Natalie
- Website type: Entertainment news
- Available in: Japanese
- Owners: Natasha, Inc.
- Website: natalie.mu
- Commercial: Yes
- Launched: February 1, 2007; 19 years ago
- Current status: Online

= Natalie (website) =

Japanese entertainment news website

Natalie (ナタリー, Natarī) is a Japanese entertainment news website that debuted on February 1, 2007. It is operated by Natasha, Inc. The website is named after the song of the same name by Julio Iglesias. Natalie has been providing news for such leading Japanese portals and social networks as Mobage Town, GREE, Livedoor, Excite, Mixi, and Yahoo! Japan. It has also been successful on Twitter, with 1,510,000 followers as of February 2017, being the third-most-followed Japanese media company, after The Mainichi Shimbun and The Asahi Shimbun.

== History ==
Natasha, Inc., a content provider, was founded in December 2005, becoming a limited company in February 2006 and being demutualized in January 2007.

On February 1, 2007, Natasha, Inc. opened its own news website Natalie, named after the song "Nathalie" by Julio Iglesias. It was dedicated exclusively to music news and created with the idea of updating on a daily basis, something that newspapers could not do. The website also offered optional registration, that would allow commenting on news articles and creating a list of up to 30 artists to receive updates about.

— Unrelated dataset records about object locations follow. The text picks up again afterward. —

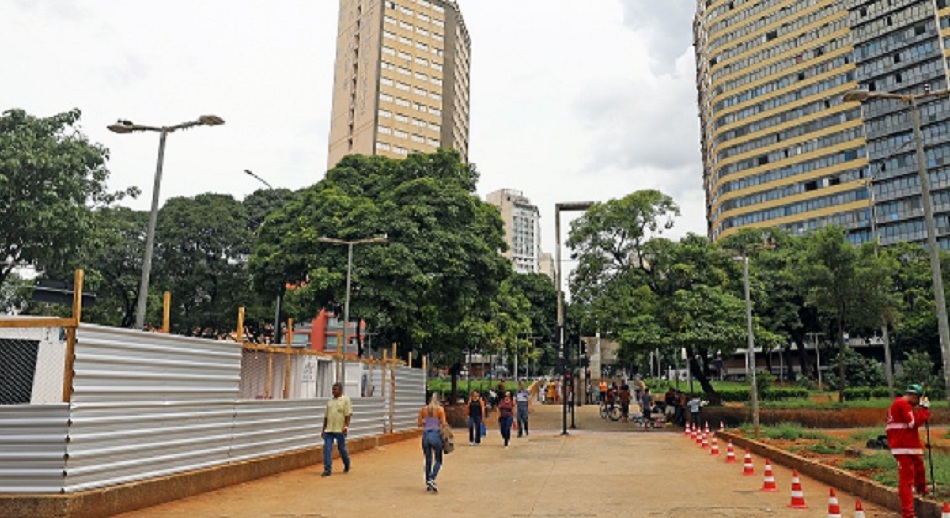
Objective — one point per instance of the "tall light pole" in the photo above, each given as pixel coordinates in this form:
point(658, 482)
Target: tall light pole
point(566, 207)
point(911, 100)
point(750, 354)
point(346, 304)
point(277, 332)
point(125, 126)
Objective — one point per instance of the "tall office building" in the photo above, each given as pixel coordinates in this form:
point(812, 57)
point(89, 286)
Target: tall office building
point(779, 145)
point(522, 229)
point(401, 79)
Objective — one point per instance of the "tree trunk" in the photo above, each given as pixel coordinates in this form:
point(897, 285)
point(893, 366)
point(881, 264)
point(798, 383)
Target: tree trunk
point(841, 366)
point(703, 380)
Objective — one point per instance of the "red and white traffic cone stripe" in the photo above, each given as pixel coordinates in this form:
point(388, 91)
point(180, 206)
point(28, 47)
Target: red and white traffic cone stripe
point(747, 468)
point(858, 509)
point(834, 510)
point(730, 453)
point(768, 484)
point(798, 496)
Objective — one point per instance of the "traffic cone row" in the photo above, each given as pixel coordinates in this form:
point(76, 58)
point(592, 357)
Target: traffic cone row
point(798, 496)
point(834, 510)
point(768, 483)
point(730, 453)
point(747, 468)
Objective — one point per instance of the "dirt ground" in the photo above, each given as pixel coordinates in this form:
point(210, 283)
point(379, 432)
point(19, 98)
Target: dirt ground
point(589, 473)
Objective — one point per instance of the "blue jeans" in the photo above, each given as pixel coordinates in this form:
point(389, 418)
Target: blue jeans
point(504, 423)
point(432, 447)
point(340, 439)
point(475, 429)
point(522, 421)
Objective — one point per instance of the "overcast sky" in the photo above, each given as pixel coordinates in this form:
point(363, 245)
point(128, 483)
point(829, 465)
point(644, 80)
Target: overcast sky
point(572, 100)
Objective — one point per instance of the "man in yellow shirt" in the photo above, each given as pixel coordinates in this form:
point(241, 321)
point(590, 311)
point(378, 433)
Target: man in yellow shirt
point(336, 424)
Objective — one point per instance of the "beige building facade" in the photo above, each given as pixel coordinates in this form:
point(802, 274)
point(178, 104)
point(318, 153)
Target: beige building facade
point(401, 79)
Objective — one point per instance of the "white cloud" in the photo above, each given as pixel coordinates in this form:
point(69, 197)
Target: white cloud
point(571, 100)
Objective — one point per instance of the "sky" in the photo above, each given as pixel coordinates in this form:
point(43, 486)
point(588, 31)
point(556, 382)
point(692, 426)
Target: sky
point(571, 100)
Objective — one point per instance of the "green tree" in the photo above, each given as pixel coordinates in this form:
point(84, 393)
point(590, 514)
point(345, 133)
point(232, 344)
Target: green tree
point(50, 178)
point(847, 283)
point(201, 246)
point(427, 287)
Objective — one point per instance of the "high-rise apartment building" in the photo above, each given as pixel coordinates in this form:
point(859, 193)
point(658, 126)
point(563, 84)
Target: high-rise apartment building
point(401, 79)
point(522, 229)
point(781, 148)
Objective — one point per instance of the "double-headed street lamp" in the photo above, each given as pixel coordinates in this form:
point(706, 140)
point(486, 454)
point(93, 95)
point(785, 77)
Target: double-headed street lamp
point(912, 102)
point(558, 208)
point(346, 305)
point(125, 126)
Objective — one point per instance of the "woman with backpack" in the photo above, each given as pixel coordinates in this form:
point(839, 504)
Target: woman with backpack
point(431, 420)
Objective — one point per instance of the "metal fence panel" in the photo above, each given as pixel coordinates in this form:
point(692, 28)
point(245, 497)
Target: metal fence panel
point(32, 448)
point(31, 365)
point(121, 364)
point(410, 396)
point(114, 443)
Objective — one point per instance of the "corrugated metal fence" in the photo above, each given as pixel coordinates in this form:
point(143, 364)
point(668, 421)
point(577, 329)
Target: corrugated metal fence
point(146, 405)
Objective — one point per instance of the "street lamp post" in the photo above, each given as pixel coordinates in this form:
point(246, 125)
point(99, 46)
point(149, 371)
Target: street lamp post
point(750, 354)
point(125, 126)
point(566, 207)
point(346, 304)
point(912, 100)
point(277, 305)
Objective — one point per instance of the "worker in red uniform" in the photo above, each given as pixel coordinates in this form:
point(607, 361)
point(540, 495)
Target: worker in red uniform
point(906, 415)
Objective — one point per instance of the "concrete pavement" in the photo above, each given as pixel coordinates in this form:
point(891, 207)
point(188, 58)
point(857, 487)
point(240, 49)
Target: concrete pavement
point(587, 473)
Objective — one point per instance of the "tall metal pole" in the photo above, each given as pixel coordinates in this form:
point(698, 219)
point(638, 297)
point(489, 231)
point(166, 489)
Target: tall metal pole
point(560, 318)
point(346, 312)
point(150, 235)
point(939, 298)
point(750, 355)
point(888, 370)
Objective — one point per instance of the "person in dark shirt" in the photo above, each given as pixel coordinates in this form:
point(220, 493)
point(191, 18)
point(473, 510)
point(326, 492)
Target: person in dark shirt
point(506, 409)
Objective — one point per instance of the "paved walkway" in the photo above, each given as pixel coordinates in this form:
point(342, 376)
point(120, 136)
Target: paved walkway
point(586, 474)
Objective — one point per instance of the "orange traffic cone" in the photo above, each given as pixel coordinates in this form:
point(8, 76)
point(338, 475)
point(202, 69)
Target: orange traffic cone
point(769, 483)
point(858, 509)
point(798, 496)
point(747, 468)
point(730, 453)
point(834, 510)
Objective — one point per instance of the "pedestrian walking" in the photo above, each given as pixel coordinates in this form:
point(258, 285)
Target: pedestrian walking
point(505, 417)
point(625, 401)
point(431, 420)
point(476, 416)
point(523, 404)
point(695, 407)
point(336, 425)
point(904, 418)
point(646, 406)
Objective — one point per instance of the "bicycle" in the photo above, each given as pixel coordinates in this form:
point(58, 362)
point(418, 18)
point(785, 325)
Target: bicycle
point(610, 411)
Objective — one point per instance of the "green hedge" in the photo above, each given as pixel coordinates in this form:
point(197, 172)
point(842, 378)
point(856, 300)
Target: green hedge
point(735, 394)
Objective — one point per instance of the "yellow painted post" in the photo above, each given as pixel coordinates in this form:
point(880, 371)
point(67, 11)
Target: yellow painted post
point(167, 312)
point(290, 339)
point(68, 365)
point(239, 336)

Natalie grew fast, opening a manga news sub-site, Comic Natalie (コミックナタリー), on December 25, 2008, and a comedian news sub-site, Owarai Natalie (お笑いナタリー), on August 5, 2009.

It opened a cultural goods shop, Natalie Store (ナタリーストア), on August 1, 2012, a movie news sub-site, Eiga Natalie (映画ナタリー), on March 23, 2015, and a theater news sub-site, Stage Natalie (ステージナタリー), on February 2, 2016. They also opened a snack news sub-site, Oyatsu Natalie (おやつナタリー), on May 18, 2011, but it proved to be short-lived and closed on August 31 of the same year.

== Management ==

The founder and representative director of Natasha, Inc. is Takuya Ōyama. He is also the editor-in-chief of the music news website. As of 2008, the board director and editor-in-chief of Comic Natalie was Gen Karaki, also a bass player for such artists as Speed, Ram Rider, Haruko Momoi, and Nana Katase.

Since 2014, Natasha is a subsidiary of KDDI.

== Critical response ==
According to the news media outlet IT Media News, while the Natalie music website has much information for hardcore fans, the material is overly detailed and readers only glimpse at its content.